Ideas to identify prototype sets

  • by clustering sample densities: Here, optimally a clustering based on the alignment distance matrix can be used. The prototype for a given test sample is then chosen as the cluster center.
  • by not using a particular sample but a calculated mean density
  • by using the HM&M algorithm for template-based classification

2: Manual expert gating

Training gates set manually by experts should be channel thresholds, i.e. they should be parallel to the channel axes. If rotation is necessary, it should be set by the expert, too.

At most, two channels are gated. In flowLearn, these are denoted by channel A and B.

3: Threshold transfer (learning)

For each channel, we are given a training density estimated from a parent population, together with at most two thresholds per channel (lower and upper).

The task is to transfer each individual threshold on a density to another test density (slide 6). To accomplish this, both densities have to be compared. We use a technique called Dynamic Time Warping (DTW) to align both densities. As it can be seen in slide 13 a red-dashed prototype (or reference) density is aligned to a black-solid test density. Here, each point in the reference is mapped to one point in the test. Given that this mapping works well, thresholds can be transferred easily by using the mapping.

Each DTW alignment comes with an alignment distance which indicates how much warping was necessary in order to transform the test density into the reference density. The more warping, the higher the distance.

Furthermore, given that for a test density, there are multiple prototypes given, it is also possible that predicted thresholds from all prototypes are combined. This is known as committee learning. Basically, the thresholds are just averaged either by mean or median. In early evaluation results, this improved the prediction performance significantly! A slight modification of this is an average weighted by alignment distance which gives thresholds from non-similar prototype densities a lower weight.

Issues when using DTW

  • If both compared densities are too different, the alignment won't work properly anymore and hence, the threshold transfer will fail, too. Therefore, it is vital to select a good correct prototype in advance (see step 2).

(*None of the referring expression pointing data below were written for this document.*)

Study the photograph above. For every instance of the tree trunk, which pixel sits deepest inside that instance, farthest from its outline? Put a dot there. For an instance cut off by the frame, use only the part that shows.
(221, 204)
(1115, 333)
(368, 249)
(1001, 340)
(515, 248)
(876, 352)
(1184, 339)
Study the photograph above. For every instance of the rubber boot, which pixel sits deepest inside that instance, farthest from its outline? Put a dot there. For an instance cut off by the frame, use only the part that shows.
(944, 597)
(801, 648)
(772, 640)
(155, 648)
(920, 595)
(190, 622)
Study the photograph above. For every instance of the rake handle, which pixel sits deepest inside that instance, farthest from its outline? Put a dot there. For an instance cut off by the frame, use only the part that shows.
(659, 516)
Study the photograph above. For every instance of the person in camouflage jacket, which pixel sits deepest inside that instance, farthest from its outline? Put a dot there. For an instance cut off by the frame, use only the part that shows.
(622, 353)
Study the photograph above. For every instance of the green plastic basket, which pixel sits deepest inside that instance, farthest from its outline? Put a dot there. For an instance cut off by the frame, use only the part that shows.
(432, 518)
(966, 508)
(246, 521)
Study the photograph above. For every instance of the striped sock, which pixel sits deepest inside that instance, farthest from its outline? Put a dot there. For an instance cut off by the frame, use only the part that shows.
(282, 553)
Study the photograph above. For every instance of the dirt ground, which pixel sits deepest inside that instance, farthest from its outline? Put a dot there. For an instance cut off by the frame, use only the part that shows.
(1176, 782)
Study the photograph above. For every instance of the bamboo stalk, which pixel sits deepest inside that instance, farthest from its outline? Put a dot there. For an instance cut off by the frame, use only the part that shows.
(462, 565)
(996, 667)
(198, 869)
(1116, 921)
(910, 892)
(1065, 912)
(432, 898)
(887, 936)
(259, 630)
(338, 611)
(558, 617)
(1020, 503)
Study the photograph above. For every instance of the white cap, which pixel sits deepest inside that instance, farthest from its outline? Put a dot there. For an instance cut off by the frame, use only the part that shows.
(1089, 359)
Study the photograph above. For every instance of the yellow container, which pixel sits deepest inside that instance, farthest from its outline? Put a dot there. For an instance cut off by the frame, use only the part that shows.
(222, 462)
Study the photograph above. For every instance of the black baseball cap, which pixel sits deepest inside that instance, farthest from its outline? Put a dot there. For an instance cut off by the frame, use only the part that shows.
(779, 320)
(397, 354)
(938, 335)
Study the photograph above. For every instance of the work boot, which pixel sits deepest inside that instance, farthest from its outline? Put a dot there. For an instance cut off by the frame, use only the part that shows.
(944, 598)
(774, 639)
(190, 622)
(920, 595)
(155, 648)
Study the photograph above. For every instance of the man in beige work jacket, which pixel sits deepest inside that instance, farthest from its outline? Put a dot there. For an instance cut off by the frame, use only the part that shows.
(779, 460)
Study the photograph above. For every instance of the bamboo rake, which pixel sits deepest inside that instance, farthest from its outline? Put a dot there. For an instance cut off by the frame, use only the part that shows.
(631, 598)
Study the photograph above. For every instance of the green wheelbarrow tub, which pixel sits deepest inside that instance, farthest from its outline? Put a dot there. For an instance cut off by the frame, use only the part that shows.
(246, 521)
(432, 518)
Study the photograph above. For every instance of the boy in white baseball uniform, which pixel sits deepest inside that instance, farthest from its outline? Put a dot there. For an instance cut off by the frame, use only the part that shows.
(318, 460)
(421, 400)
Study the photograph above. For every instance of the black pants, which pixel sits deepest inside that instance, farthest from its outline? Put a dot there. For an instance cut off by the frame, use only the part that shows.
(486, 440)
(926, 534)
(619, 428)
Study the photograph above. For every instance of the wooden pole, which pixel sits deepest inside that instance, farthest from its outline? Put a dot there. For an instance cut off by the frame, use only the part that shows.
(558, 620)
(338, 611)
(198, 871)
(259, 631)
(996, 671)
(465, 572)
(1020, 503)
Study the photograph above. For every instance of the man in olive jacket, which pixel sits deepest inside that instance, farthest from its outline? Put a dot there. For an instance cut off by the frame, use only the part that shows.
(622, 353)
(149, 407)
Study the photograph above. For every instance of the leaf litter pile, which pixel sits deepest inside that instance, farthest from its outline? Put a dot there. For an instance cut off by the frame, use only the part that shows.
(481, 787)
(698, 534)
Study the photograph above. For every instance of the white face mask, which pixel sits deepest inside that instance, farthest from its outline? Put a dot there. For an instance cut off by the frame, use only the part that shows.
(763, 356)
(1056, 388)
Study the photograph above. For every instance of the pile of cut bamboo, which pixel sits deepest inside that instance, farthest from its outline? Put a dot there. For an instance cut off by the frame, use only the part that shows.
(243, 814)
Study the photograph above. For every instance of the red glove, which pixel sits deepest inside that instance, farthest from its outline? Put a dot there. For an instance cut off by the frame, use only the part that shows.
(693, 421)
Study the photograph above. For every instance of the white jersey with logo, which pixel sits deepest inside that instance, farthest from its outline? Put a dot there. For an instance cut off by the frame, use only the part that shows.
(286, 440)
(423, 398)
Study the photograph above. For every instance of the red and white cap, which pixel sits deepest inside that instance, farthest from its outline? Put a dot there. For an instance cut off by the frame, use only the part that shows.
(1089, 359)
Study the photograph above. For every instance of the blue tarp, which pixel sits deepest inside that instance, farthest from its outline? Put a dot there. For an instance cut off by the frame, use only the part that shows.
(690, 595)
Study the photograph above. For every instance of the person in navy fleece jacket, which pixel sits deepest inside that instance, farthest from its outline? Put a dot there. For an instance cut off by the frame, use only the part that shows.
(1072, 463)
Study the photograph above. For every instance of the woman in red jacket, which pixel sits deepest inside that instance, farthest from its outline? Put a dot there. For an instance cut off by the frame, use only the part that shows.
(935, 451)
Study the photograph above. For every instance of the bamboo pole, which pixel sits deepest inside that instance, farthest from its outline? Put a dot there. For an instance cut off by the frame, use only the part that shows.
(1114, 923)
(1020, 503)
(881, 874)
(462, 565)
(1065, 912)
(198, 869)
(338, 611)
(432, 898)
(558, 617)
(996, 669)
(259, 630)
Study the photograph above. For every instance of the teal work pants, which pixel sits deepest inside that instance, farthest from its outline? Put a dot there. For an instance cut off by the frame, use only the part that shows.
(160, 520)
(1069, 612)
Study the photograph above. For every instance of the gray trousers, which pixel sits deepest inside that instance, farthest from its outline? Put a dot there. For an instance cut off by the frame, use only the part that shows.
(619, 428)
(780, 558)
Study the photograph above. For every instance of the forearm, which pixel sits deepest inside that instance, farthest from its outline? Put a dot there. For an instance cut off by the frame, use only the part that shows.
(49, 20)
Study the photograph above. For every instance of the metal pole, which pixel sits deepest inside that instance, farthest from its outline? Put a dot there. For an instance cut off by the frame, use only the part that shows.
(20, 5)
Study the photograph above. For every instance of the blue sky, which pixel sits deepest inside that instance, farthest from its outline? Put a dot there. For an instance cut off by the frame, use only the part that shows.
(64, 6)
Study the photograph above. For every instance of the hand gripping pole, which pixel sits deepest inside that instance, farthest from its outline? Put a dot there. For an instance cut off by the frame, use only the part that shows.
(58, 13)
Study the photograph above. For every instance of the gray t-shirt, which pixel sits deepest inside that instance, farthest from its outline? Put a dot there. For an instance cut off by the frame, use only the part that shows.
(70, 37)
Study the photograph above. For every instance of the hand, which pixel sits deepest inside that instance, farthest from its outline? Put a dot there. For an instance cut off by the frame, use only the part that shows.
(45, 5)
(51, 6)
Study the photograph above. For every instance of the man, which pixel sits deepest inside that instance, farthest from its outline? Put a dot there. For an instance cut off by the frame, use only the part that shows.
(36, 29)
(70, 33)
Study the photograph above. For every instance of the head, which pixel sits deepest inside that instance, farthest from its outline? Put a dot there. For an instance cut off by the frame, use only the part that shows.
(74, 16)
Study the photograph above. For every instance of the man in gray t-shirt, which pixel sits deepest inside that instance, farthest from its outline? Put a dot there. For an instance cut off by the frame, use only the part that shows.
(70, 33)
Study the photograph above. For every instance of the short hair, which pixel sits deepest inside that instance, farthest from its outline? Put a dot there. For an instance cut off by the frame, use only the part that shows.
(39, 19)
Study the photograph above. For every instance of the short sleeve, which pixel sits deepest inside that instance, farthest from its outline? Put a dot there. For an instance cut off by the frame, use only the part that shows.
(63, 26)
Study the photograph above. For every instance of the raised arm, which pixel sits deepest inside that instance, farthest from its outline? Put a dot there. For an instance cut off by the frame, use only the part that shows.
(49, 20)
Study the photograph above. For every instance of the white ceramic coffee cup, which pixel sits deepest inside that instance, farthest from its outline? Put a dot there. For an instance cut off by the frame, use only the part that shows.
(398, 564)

  • It is necessary to calculate densities with high granularity. We use a default of 512 evenly spaced density features (discretization).

  • There are different modifications and extensions of DTW:

  • Original DTW tries to align both densities by comparing their intensity values. As thresholds often depend on the local slope, we use a Derivative DTW which compares estimated local derivatives instead of intensities. This seems to work a bit better.

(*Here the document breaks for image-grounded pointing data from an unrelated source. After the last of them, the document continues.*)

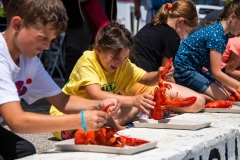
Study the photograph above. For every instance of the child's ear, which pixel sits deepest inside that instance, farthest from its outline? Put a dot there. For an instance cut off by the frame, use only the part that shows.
(97, 50)
(232, 16)
(16, 23)
(180, 20)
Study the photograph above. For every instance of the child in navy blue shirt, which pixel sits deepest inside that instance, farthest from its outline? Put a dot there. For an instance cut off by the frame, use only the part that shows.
(198, 60)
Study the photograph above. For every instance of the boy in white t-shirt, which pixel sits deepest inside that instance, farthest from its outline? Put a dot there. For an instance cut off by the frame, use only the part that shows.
(31, 25)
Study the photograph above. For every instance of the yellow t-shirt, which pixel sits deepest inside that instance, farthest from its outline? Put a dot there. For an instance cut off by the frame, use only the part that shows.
(88, 71)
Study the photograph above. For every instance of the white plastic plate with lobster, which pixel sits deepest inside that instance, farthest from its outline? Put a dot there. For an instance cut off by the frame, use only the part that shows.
(235, 109)
(69, 145)
(169, 123)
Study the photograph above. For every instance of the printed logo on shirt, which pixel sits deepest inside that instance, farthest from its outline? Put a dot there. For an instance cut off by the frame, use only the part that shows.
(21, 88)
(109, 87)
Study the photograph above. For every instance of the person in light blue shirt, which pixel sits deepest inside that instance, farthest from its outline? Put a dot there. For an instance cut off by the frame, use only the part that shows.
(198, 60)
(151, 6)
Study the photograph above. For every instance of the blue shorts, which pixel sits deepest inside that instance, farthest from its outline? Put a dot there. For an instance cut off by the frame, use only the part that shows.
(197, 81)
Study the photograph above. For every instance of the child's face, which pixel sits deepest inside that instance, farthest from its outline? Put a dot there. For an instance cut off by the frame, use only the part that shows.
(182, 29)
(109, 61)
(33, 40)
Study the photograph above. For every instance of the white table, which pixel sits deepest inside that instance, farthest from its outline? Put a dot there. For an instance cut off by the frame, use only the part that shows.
(175, 144)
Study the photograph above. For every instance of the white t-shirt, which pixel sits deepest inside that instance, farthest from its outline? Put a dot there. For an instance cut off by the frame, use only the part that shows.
(29, 80)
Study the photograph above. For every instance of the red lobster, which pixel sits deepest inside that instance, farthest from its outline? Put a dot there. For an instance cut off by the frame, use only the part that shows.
(106, 136)
(235, 96)
(162, 100)
(219, 104)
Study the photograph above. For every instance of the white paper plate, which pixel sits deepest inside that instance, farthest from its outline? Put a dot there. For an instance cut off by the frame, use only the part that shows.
(69, 145)
(172, 124)
(234, 109)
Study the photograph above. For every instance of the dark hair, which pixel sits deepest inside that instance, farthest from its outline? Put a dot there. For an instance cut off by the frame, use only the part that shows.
(231, 7)
(183, 8)
(114, 36)
(39, 12)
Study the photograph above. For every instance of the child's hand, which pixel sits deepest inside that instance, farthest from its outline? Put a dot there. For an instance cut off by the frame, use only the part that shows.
(169, 74)
(144, 102)
(95, 119)
(111, 106)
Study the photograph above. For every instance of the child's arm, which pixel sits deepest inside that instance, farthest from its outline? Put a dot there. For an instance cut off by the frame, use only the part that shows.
(232, 66)
(215, 60)
(20, 121)
(73, 104)
(151, 78)
(141, 101)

  • There is another extension which is called Weighted DTW which also can be applied for the derivative approach. Here, the larger an x-offset between two given aligned points, the larger the DTW distance becomes, eventually leading to a misalignment. This approach is probably not useful for the alignment itself, however it should be possible to get DTW distances which better reflect the similarities between densities.

  • DTW offers a number of regularizations to prevent misalignments or overfitting. Often the best alignment might map one density point of the reference to multiple points in the test density (singularity). To prevent this, one can use a slanted band around the DTW cost matrix or use specific step patterns for alignment. I evaluated a bunch of populations in terms of F1 score using a few regularizations and came to the conclusion that the stepIds pattern of the dtw package works best. Even though, apparently different regularizations didn't impact the performance significantly, I opted for the step pattern resulting in the "most natural looking" alignments from my subjective view.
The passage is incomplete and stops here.